二度目の嫁入りは桜神の街~身ごもりの日々を溺愛の夫に包まれて~

7 永く

 咲希が研究室で植物の状態を観察して、周りの音も忘れるほど集中しているとき、森の中にいるような気分になる。
 実際、社員たちの集まる会社で働いているのだから、それは多くの中の一つになっている一体感だろうか。
 顔を上げて辺りを見回すと、天窓から金色の陽光が差し込んできていた。咲希が育てている桜たちは、季節柄、花こそ咲いてはいないが健やかに枝を伸ばしていて、悠々と過ごしているように見えた。
 森を思わせる研究室の中で一人、それは真夜中であれば寂しいのかもしれないが、真昼にここにいて咲希が感じるのはただ安息感だ。
 休憩時間になれば、青慈とコーヒーを飲む。その他愛ない時間が愛おしい。
 いつもの時を抱きしめながら、咲希はふと開け放った扉に目を留めた。
 咲希の研究室には分室に続くいくつかの扉がある。普段は閉じているが、誰かが入室しているときは開け放つこともある。
 そこから聞こえてきたのは、青慈の声だった。誰かと話しているようだが、相手の声は聞こえない。
 青慈とは夫婦になって少し経ったが、周りは温かく見守ってくれている。職場という場ではあるが、彼らは一種の家族のように咲希と青慈を包んでくれた。

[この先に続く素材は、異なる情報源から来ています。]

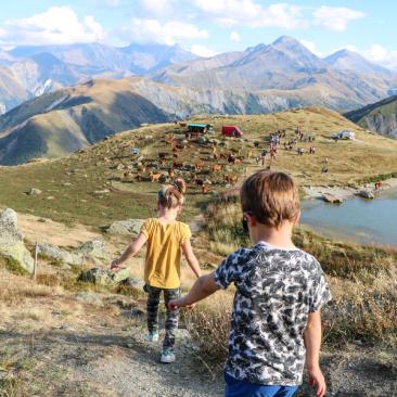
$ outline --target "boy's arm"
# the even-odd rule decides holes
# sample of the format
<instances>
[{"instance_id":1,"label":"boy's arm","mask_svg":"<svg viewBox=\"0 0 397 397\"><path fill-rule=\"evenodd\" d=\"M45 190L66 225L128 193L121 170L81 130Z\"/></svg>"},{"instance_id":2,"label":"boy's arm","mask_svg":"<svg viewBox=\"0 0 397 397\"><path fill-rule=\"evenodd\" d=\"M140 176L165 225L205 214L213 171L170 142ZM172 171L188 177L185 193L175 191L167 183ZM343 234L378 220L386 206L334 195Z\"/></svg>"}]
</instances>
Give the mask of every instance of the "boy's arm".
<instances>
[{"instance_id":1,"label":"boy's arm","mask_svg":"<svg viewBox=\"0 0 397 397\"><path fill-rule=\"evenodd\" d=\"M182 249L183 249L184 257L187 258L188 264L189 264L190 268L193 270L194 274L197 278L201 277L202 269L200 268L198 260L193 253L192 244L190 243L189 239L182 244Z\"/></svg>"},{"instance_id":2,"label":"boy's arm","mask_svg":"<svg viewBox=\"0 0 397 397\"><path fill-rule=\"evenodd\" d=\"M214 294L219 289L220 286L215 282L214 273L202 276L196 280L188 295L184 295L179 299L171 300L168 304L168 307L170 310L176 310L181 307L192 306L196 302Z\"/></svg>"},{"instance_id":3,"label":"boy's arm","mask_svg":"<svg viewBox=\"0 0 397 397\"><path fill-rule=\"evenodd\" d=\"M307 326L304 332L306 347L306 366L309 373L309 384L317 386L317 397L325 395L326 385L320 369L321 347L321 316L320 311L309 312Z\"/></svg>"},{"instance_id":4,"label":"boy's arm","mask_svg":"<svg viewBox=\"0 0 397 397\"><path fill-rule=\"evenodd\" d=\"M144 243L148 241L148 238L141 232L139 233L138 238L132 241L126 248L126 251L124 252L124 254L116 260L113 260L112 265L111 265L111 269L112 270L116 270L119 269L120 266L128 260L129 258L131 258L132 256L137 255L142 246L144 245Z\"/></svg>"}]
</instances>

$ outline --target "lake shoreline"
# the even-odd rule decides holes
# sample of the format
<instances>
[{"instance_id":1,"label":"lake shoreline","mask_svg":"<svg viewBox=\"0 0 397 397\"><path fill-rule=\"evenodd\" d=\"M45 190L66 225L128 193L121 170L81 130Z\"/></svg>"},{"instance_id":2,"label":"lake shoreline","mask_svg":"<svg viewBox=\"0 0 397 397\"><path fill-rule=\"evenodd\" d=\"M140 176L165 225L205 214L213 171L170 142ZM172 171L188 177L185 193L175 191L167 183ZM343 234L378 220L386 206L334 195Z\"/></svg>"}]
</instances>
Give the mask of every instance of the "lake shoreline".
<instances>
[{"instance_id":1,"label":"lake shoreline","mask_svg":"<svg viewBox=\"0 0 397 397\"><path fill-rule=\"evenodd\" d=\"M369 191L375 195L375 197L390 189L397 189L397 178L387 179L382 181L382 188L375 190L374 183L366 183L355 188L351 187L337 187L337 185L312 185L303 187L305 192L304 200L317 198L323 200L324 195L330 195L340 198L341 201L346 201L348 198L360 195L361 191Z\"/></svg>"}]
</instances>

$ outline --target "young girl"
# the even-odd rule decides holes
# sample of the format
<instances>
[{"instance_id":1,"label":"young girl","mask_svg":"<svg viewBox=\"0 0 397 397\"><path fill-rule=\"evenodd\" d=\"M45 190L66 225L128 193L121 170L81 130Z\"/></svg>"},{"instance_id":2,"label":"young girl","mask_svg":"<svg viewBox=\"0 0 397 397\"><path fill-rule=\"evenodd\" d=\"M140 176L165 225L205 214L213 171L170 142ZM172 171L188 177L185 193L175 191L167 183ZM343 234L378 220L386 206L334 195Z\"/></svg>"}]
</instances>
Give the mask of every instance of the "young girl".
<instances>
[{"instance_id":1,"label":"young girl","mask_svg":"<svg viewBox=\"0 0 397 397\"><path fill-rule=\"evenodd\" d=\"M158 218L146 219L137 240L131 242L119 259L112 262L116 270L135 256L148 242L144 267L144 291L148 293L149 342L158 341L158 305L161 294L167 308L166 334L163 343L161 362L175 361L175 332L178 328L179 312L170 311L168 303L180 296L180 258L183 252L189 266L198 278L201 269L190 244L191 231L187 223L177 221L182 210L187 184L177 178L172 184L164 185L158 192Z\"/></svg>"}]
</instances>

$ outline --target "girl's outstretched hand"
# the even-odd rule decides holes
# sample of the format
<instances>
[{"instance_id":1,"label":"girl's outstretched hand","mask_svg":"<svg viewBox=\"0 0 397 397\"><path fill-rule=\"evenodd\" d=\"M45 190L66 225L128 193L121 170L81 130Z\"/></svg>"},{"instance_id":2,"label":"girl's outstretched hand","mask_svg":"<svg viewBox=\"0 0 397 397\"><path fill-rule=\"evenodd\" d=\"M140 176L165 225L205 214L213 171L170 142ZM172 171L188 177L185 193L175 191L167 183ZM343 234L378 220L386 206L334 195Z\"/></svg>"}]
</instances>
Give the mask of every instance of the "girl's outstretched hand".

 けれど今、青慈の声は少し強張っているようだった。彼は家でも職場でも声を荒らげたことがない人だが、今は何かの感情に押し流されていた。
 青慈は誰かに対して、かみつくように告げる。
 彼女に過去など要らない……つらい思いをさせた者たちなど、滅びればいい……。
 開け放った扉から冷気が流れ込むように、咲希はひどくそちら側に身を固くしながら、目を伏せて仕事に集中しようとした。皮肉にもそれはますます咲希の耳を鋭敏にして、耳に届くか届かないかの微かな声に全身を傾けてしまった。

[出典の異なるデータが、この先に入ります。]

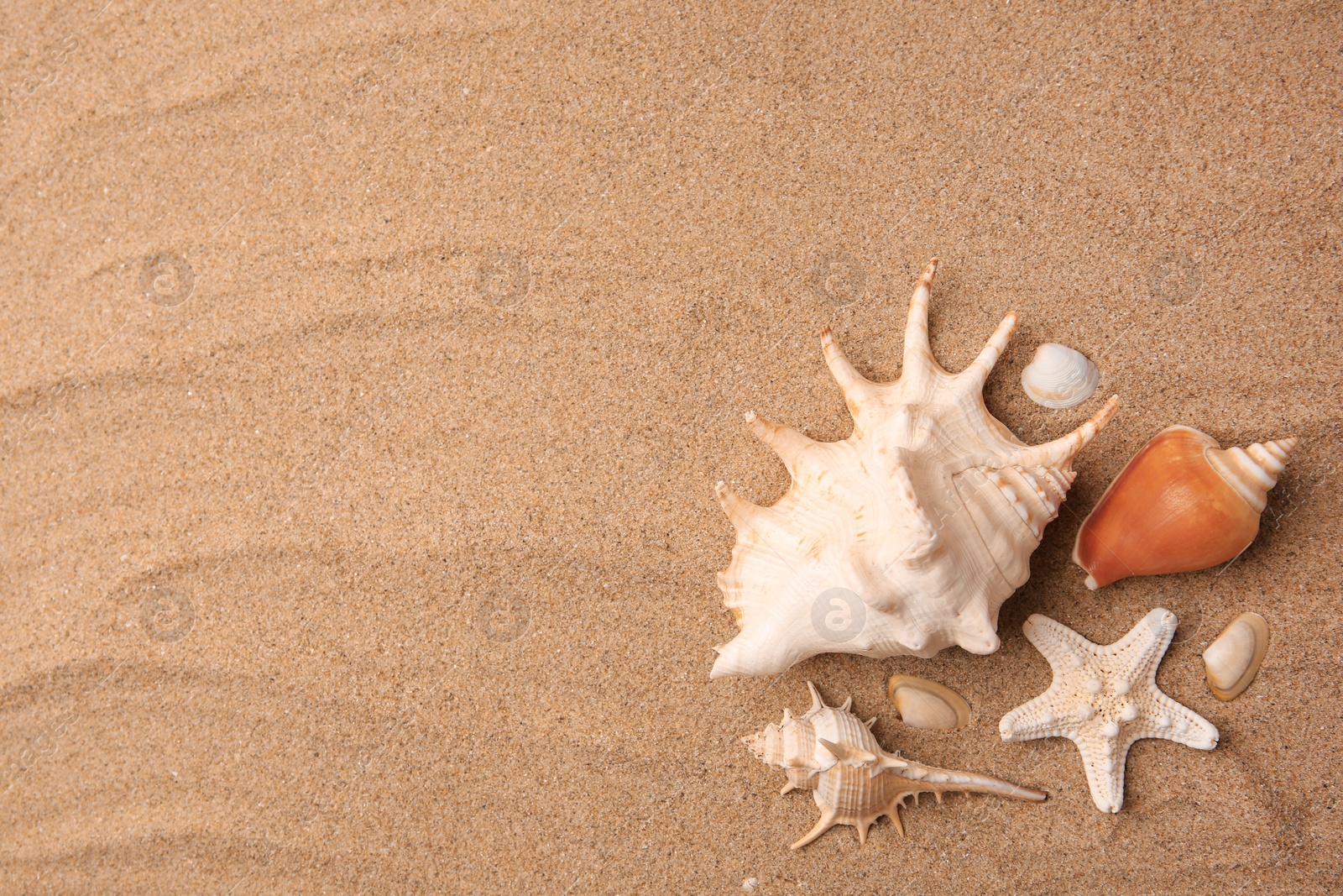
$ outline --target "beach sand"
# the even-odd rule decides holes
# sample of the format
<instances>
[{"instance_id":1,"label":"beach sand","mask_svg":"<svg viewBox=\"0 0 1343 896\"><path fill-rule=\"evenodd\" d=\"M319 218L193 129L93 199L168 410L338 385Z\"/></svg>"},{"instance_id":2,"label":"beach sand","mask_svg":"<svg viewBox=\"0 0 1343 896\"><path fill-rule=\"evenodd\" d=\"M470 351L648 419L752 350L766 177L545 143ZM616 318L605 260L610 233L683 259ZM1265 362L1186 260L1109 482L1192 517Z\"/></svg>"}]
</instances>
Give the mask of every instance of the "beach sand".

 そのとき、相手の声が聞こえた。不思議なことに、それは青慈にそっくりの声だった。
 そうだね、君の言う通り、因果応報というものだろう……。
 青慈の声とその声がぴたりと重なったとき、咲希は目の前が暗くなった。
 肩を叩かれて振り向くと、そこに青慈の心配そうなまなざしがあった。彼の視線の先を追うと、咲希の頬に涙が流れた跡があった。
 彼はハンカチを取り出して咲希の頬を拭う。
「どうしたの、咲希」
「……私は病気なんでしょうか」
 ここが職場ということを忘れて、咲希は不安を口にしていた。
 時々見る夢、どうしてか途切れる意識は、この上なく穏やかな日常に小さな風穴を空けている。

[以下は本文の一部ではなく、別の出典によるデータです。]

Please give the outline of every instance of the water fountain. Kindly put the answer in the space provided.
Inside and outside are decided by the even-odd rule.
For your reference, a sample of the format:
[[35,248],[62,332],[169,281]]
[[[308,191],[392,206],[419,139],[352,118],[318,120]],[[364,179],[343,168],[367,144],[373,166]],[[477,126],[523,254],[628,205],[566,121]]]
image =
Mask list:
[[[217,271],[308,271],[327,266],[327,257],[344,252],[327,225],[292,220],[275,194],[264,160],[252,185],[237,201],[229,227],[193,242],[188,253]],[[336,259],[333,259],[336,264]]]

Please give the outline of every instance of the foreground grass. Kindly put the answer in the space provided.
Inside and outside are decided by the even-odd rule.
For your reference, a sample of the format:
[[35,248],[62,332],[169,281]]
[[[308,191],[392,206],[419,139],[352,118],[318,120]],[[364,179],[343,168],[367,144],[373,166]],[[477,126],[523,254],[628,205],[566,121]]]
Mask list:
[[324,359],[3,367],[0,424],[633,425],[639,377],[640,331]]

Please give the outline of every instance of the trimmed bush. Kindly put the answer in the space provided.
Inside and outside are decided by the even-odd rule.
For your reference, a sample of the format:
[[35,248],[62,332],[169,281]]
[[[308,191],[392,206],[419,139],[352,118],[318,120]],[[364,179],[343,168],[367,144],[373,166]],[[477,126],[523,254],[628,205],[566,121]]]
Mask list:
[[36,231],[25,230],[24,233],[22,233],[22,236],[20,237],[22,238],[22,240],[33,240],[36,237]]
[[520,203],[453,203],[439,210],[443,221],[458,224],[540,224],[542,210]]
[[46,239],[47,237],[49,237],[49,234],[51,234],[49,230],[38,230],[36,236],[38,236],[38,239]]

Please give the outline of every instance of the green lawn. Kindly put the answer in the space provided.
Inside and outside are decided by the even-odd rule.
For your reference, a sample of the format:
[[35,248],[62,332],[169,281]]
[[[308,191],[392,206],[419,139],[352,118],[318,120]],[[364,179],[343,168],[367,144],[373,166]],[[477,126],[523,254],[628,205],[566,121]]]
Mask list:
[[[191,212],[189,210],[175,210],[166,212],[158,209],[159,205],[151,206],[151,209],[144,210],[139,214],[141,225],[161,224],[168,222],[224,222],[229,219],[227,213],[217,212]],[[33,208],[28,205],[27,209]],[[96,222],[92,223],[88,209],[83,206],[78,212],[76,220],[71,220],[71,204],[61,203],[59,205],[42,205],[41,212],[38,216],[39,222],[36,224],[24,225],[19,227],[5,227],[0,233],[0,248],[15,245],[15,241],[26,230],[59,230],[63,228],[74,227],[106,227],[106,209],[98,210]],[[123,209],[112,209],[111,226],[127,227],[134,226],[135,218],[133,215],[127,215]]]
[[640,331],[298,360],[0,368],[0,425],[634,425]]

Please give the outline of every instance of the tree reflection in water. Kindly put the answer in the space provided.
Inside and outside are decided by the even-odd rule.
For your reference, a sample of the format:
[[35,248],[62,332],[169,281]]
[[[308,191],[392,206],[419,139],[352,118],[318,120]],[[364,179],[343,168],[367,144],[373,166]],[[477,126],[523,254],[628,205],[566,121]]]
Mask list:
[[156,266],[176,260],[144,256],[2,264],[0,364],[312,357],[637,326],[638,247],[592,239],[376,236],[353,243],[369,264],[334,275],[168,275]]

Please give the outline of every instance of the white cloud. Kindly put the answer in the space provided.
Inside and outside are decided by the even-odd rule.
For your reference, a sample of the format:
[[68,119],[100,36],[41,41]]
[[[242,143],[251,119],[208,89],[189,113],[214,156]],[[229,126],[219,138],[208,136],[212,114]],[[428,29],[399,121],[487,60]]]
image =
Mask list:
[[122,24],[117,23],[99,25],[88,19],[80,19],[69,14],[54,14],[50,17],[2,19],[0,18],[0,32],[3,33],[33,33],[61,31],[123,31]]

 青慈は彼らしく、年上の落ち着きで咲希を宥めて言った。
「咲希は繊細な子だから。そこが愛おしくもあるのだけど」
 青慈は咲希の背をさすって、考えた後に告げる。
「少し仕事を休んでみる? それと……医者にも行こうか。一緒にね」
「でも、迷惑をかけたくありません」
 抵抗した咲希に、青慈は優しく目をのぞきこんだ。
「君は永く共に歩んでいく人なんだよ。僕に寄りかかって構わない」
 青慈は咲希の肩を引き寄せて自分にもたれさせた。
 咲希はその温もりに泣きたくなるような思いで、彼の肩を拠り所に目を閉じた。